The 2nd US Circuit Court of Appeals in New York dismissed charges Wednesday against Anthony Chiasson, founder of Level Global Investors, and Todd Newman, a former trader at Diamondback Capital Management.
Newman and Chiasson had received prison sentences of four and six years, respectively, after allegedly collecting more than $70 million in profits by soliciting insider information about technology firms Nvidia and Dell.
According to the prosecution, Newman and Chiasson were members of a “corrupt circle” of financial agents. A federal judge sentenced SAC Capital portfolio manager Michael Steinberg to 3.5 years in prison in May for involvement in the same circle of financial operations.
In their ruling Wednesday, the panel of federal judges found that previous standards for conviction of “insider trading” were too strict. Agents involved in financial operations based on secret information should only be convicted if it can be shown they knew the information was coming from “inside” sources, and if it can be demonstrated that the information provider received direct compensation.
“We conclude that, in order to sustain a conviction for insider trading, the government must prove beyond a reasonable doubt that the tippee knew that an insider disclosed confidential information and that he did so in exchange for a personal benefit,” the judges wrote.

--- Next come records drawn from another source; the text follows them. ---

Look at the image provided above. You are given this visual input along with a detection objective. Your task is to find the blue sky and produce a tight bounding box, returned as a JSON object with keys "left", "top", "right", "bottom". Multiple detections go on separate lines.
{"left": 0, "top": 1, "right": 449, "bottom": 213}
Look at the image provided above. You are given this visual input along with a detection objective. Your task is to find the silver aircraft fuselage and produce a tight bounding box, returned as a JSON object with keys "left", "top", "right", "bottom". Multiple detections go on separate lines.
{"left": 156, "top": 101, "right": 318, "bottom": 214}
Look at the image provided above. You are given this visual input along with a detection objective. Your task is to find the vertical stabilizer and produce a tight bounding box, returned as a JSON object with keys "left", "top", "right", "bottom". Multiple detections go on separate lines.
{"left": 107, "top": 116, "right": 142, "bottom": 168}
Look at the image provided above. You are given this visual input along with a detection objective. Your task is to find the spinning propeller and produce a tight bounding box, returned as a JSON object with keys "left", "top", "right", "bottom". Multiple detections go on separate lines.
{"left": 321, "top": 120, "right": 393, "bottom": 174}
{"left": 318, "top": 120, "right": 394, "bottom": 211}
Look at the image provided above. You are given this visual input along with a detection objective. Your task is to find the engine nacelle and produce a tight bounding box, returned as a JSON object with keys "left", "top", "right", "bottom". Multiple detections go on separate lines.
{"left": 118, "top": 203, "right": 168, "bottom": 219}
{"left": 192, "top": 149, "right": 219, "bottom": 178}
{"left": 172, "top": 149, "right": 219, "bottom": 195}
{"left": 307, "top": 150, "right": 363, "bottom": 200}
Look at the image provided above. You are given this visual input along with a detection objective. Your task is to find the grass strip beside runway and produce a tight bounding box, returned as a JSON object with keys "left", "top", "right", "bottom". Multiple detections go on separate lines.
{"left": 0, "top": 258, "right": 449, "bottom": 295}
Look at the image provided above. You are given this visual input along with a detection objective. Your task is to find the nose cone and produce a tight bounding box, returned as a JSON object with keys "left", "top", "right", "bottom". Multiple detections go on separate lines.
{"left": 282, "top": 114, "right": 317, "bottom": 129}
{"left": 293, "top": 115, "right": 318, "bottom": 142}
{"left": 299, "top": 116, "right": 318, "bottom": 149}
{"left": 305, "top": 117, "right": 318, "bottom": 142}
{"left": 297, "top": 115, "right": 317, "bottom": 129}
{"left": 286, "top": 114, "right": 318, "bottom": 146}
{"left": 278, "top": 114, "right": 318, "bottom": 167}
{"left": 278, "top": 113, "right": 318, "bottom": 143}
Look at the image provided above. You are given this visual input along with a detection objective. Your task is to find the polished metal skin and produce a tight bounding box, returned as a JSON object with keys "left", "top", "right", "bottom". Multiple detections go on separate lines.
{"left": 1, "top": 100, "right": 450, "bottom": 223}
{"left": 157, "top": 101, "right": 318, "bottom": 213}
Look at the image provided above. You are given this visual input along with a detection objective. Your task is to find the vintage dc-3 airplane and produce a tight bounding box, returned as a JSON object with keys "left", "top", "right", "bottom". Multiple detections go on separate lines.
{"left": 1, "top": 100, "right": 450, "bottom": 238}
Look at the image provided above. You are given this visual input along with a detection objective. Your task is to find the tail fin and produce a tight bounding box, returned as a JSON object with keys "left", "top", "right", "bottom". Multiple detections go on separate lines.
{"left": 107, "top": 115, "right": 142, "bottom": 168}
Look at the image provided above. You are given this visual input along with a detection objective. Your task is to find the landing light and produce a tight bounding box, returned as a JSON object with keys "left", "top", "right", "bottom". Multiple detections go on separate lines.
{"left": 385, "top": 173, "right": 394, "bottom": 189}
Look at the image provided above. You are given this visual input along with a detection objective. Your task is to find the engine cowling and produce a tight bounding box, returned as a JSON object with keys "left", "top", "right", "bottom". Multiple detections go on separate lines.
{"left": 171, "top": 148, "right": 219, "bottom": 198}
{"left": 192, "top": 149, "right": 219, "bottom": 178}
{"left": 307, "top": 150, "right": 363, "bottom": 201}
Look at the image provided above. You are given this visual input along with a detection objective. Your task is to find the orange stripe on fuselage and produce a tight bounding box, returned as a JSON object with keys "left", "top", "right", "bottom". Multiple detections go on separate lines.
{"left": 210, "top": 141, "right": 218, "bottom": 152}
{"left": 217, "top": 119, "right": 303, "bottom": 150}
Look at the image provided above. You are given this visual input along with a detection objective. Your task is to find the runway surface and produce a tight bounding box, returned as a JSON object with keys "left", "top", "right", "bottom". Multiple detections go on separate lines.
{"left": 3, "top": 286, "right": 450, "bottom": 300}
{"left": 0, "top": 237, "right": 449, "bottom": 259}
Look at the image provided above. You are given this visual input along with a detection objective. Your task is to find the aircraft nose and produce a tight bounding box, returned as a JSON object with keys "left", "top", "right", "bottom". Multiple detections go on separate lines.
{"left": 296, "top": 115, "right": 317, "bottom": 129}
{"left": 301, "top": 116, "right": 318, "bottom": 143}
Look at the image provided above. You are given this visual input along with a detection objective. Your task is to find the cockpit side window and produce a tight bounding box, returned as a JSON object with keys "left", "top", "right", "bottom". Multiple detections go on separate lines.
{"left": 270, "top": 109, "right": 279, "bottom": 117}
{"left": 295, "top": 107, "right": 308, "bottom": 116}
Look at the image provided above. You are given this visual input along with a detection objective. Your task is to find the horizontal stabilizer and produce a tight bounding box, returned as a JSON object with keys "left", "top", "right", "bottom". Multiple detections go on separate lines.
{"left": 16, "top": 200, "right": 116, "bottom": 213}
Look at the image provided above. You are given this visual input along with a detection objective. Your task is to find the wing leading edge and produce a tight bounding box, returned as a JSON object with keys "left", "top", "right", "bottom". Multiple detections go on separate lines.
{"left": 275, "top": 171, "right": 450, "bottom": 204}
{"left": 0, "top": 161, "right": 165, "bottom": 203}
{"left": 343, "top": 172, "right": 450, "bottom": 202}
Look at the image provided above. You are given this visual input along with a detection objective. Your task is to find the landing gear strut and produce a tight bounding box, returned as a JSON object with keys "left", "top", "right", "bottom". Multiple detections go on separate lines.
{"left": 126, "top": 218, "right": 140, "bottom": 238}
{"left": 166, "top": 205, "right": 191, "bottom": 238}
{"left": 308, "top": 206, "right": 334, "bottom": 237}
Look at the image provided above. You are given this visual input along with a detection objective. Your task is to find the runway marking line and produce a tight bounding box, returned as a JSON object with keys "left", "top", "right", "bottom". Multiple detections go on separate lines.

Experts say that the ruling marks a major defeat for already limited efforts to prosecute insider trading and other financial crimes. The ruling represents a signal from the federal judiciary that prosecutions against traders have already “gone too far,” Jill Fisch, law professor at the University of Pennsylvania, told Fortune magazine.
Fisch defended the ruling, arguing that Wall Street investors are constantly gathering information from numerous sources, making it very difficult to distinguish between legal and illegal forms of information.

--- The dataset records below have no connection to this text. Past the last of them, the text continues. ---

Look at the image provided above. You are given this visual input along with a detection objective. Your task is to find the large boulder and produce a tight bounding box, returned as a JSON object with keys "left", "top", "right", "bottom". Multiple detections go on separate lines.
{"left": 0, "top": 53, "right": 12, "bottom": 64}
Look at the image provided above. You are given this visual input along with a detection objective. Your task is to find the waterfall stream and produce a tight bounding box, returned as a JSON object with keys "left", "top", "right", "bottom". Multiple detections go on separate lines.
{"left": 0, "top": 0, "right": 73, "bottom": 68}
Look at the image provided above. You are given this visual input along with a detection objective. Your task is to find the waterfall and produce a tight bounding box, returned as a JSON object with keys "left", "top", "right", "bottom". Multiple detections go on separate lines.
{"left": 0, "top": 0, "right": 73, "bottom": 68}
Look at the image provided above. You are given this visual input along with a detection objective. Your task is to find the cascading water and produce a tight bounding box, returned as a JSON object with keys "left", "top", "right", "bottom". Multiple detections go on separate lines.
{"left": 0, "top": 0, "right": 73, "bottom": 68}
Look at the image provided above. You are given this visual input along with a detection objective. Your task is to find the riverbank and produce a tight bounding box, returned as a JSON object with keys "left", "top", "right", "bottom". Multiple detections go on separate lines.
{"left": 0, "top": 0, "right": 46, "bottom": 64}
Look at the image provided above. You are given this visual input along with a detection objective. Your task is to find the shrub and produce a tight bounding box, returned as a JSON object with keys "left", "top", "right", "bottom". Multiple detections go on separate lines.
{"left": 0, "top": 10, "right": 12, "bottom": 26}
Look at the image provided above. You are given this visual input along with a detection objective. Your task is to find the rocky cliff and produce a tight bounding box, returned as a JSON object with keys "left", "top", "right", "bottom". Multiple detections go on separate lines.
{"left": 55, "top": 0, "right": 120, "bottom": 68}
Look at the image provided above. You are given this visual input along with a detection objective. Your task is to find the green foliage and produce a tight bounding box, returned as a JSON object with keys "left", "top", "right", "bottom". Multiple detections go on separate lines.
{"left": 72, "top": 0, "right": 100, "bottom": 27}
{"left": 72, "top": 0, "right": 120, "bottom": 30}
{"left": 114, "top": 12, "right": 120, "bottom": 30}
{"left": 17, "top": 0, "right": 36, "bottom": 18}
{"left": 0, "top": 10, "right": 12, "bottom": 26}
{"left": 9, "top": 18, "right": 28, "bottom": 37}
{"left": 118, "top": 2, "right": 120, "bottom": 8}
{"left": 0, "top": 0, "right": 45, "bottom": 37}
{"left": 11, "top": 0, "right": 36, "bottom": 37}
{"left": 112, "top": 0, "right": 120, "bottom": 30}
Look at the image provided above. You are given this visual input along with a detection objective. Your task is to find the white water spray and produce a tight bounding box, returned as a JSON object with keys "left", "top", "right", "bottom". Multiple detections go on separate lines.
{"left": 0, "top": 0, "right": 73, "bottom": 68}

“What basis could you possibly have for determining which information you can use and which you can’t?” she asked.
While intended to defend manipulative financial schemes, Fisch’s question points to the difficulty of distinguishing between illegal “insider trading” and much of the operations that are carried out daily by all of the major banks and hedge funds.
Financial firms constantly seek to gain an edge on their competitors by acquiring more and better information about market fluctuations. In theory, “insider trading” laws are supposed to regulate the limits of this process, punishing agents who effectively steal wealth through transactions based on information that is not available to the entire market.

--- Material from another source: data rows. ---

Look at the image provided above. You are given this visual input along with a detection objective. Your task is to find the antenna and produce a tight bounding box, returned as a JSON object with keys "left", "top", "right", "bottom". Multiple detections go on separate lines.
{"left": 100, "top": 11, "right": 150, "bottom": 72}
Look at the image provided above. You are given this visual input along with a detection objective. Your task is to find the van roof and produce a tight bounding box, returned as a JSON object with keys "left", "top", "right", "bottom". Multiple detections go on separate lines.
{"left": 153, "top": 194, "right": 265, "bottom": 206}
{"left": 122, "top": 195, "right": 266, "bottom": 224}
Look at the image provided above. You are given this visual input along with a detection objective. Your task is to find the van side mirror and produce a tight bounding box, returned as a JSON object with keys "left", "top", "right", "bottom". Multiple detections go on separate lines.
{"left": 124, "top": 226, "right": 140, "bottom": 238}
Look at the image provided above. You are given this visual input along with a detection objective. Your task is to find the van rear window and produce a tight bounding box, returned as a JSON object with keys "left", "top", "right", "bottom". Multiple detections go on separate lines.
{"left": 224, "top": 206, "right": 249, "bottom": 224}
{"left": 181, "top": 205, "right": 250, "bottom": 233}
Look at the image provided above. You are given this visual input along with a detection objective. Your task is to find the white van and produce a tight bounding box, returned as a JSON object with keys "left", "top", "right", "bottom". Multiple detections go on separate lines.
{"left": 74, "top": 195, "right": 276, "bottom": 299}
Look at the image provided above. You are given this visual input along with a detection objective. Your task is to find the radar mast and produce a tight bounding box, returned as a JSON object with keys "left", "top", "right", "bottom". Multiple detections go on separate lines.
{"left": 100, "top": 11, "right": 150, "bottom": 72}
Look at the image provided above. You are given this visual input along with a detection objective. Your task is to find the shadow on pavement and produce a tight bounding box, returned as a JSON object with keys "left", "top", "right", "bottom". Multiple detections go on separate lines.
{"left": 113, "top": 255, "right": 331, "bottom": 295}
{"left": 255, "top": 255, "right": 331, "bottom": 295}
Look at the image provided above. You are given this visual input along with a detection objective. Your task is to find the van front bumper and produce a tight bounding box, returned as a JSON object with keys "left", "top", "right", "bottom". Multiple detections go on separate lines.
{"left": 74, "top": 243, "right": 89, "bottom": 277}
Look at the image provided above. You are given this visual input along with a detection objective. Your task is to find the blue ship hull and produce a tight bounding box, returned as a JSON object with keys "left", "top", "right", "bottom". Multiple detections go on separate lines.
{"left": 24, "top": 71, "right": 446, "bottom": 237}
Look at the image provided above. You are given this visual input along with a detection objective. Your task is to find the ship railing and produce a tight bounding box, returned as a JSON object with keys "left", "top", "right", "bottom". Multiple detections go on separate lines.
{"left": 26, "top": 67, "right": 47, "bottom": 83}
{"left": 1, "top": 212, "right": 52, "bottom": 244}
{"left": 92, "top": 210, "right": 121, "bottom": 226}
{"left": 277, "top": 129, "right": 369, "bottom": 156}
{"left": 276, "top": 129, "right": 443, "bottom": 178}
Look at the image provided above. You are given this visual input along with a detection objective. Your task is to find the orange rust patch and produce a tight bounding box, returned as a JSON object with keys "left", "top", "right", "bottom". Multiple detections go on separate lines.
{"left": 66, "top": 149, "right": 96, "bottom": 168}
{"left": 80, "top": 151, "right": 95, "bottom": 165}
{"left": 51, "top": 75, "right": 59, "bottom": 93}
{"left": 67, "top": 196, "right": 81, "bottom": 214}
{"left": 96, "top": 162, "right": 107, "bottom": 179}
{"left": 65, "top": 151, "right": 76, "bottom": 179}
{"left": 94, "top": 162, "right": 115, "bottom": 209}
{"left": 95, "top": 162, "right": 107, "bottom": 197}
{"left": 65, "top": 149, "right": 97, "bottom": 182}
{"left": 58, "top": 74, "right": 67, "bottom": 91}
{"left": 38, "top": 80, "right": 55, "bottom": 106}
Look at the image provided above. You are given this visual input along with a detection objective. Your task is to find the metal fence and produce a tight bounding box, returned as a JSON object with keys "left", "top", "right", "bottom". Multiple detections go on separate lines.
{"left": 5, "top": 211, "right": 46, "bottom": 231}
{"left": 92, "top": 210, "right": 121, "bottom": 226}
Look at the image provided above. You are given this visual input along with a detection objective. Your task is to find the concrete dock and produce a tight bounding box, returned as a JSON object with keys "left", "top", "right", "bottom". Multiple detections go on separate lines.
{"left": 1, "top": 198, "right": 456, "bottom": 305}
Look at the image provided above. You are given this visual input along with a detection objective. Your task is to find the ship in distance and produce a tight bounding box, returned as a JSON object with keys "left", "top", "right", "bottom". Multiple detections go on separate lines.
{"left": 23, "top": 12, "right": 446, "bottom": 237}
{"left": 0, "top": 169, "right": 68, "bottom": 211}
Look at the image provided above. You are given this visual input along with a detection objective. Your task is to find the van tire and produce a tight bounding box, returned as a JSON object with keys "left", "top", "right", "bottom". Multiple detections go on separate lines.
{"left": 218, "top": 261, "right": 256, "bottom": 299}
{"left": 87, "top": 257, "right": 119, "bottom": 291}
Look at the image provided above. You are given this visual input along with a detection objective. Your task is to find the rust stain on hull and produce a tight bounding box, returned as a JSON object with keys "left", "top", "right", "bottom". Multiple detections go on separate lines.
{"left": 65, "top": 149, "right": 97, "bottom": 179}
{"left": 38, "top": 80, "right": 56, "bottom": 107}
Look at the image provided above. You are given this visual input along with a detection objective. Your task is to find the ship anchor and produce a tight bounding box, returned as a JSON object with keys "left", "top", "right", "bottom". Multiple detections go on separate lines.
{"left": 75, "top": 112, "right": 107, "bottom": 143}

In reality, financial directors develop investment strategies by soliciting “non-public”, “privileged” and “inside” information of every type available. Increasing numbers of “expert network” companies have sprung up to meet the demand for information, cultivating connections with insider sources and then selling their “advice” in consultation sessions for hundreds of dollars per hour.
All major financial firms straddle the shifting legal margins separating “inside” from “public” information. Private equity firms specialize in seizing control of companies through leveraged buyouts, stripping and restructuring their assets, and “flipping” them back onto the market. In the process, they gain access to large pools of secret business information as they restructure the asset portfolios of targeted firms.
Powerhouse private equity firms built on the basis of these methods have flourished, paying only symbolic fines. Over a period of two decades, SAC Capital Advisers, a wealthy private equity firm whose agents worked with Newman and Chiasson, reaped annual average returns on investment of some 30 percent through speculative operations largely based on information sources later ruled to be illegal.
In 2013, SAC reached an agreement to pay $1.2 billion—a small fraction of the total assets held by the company and its leadership—to end US government prosecutions against the firm. SAC was allowed to remain in business, and its founder Steven A Cohen remains free, retaining the vast majority of his $9 billion fortune.
Since the 1970s, an American financial aristocracy increased its wealth enormously, based largely on the criminal looting of the whole economy.
While millions of working class youth languish behind bars for insignificant offenses, the wealthiest layers of American society enjoy complete immunity from prosecution despite orchestrating illegal financial schemes that have wrecked tens and hundreds of millions of lives.
The largest Wall Street banks themselves operate on the basis of systematic swindling. The activities of Goldman Sachs and JP Morgan, which have reaped untold billions by manipulating key commodities and other markets, without facing any substantial penalties, make clear that finance capital will not shy away from any method to maximize its bottom line.
Aside from being completely shielded from prosecution, the financial elites have been hugely enriched as a direct result of US government policies, including continuous pumping of billions into the major financial institutions and the open-ended bailouts coordinated jointly by the Bush and Obama administrations.
Far from a neutral arbiter, the US government operates at the behest of Wall Street. The US political and legal establishments are inherently incapable of even considering serious prosecutions against financial criminality, which is in fact the main vocation of the US ruling class as a whole.